Then I innocently save the inventory in a statement, set retry mechanism, for loop a thousand times, update failed to query again, failed to update a thousand times, failure.

Then the function test, the function of course no problem, the logic is very simple.

After the functional test, you can start to pressure test the interface normally. At this time, there is still a week or so before the function goes online. If you think that the pressure measures any problems, you can change it in time and lie flat. However, some incidents occurred at this time, and some functional changes were made to the requirements. Moreover, the leader felt that it was inappropriate to put the ticket snatching business in the original App platform. After all, the original App was a content that had been coupled enough, so the one-time business should not be coupled again, so as not to affect the original business.

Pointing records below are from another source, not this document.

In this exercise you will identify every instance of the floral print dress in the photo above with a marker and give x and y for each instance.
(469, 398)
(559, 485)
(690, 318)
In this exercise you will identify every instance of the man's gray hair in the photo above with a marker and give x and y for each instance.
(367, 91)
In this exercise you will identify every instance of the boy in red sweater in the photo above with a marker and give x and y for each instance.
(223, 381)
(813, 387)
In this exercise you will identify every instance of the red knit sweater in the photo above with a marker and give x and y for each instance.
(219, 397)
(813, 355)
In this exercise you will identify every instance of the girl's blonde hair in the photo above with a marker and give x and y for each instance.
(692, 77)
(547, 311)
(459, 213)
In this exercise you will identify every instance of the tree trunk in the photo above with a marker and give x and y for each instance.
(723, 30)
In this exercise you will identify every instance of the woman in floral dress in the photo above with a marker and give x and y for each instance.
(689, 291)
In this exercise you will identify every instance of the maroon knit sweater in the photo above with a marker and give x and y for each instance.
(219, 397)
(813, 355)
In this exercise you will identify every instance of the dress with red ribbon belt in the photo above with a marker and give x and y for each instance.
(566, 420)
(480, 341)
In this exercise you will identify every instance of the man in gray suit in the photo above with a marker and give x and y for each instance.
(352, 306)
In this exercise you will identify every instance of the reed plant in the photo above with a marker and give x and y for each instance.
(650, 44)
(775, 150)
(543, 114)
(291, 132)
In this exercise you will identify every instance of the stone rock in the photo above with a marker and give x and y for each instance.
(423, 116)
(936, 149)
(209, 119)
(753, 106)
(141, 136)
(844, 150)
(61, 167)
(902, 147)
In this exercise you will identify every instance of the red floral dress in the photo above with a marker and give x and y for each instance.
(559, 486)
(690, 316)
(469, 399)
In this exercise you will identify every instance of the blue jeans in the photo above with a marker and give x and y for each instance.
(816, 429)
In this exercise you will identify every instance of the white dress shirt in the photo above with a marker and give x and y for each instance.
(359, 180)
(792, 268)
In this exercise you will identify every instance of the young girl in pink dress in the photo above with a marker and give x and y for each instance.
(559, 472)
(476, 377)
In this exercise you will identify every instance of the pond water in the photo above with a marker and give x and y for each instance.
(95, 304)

Then carry on the function split, the original written good grab ticket business to carry to a new framework, this chi chi chi, even drag the pressure test to the day before the line!

Pressure test

Get ready for the first round of manometry

Operation and maintenance partners started to run pressure test program, 300 concurrent, the application died…

The analysis reason

When a single piece of inventory data is updated concurrently, the amount of concurrency is actually very low, because rows will be locked during the update. Once the amount of concurrency is increased, there will be a large number of requests waiting for the lock, the response time will be longer, and there will be a large number of connection database timeout, dragging down the application.

So what now?

There are two options:

  • To switch to redis

  • Split inventory in Mysql

The first option is certainly a must if time is available. But now there is a problem: no time! In fact, if snatching tickets is a deduction, then REDis is completely in time to change, but now the demand is that there are one ticket, two tickets, three tickets three situations, with redis to achieve, the change may be relatively large. In order not to affect the online, can only choose to split the inventory.

Chi Chi chi began to change, 1000 tickets, broken into 100 inventory records, each record 10.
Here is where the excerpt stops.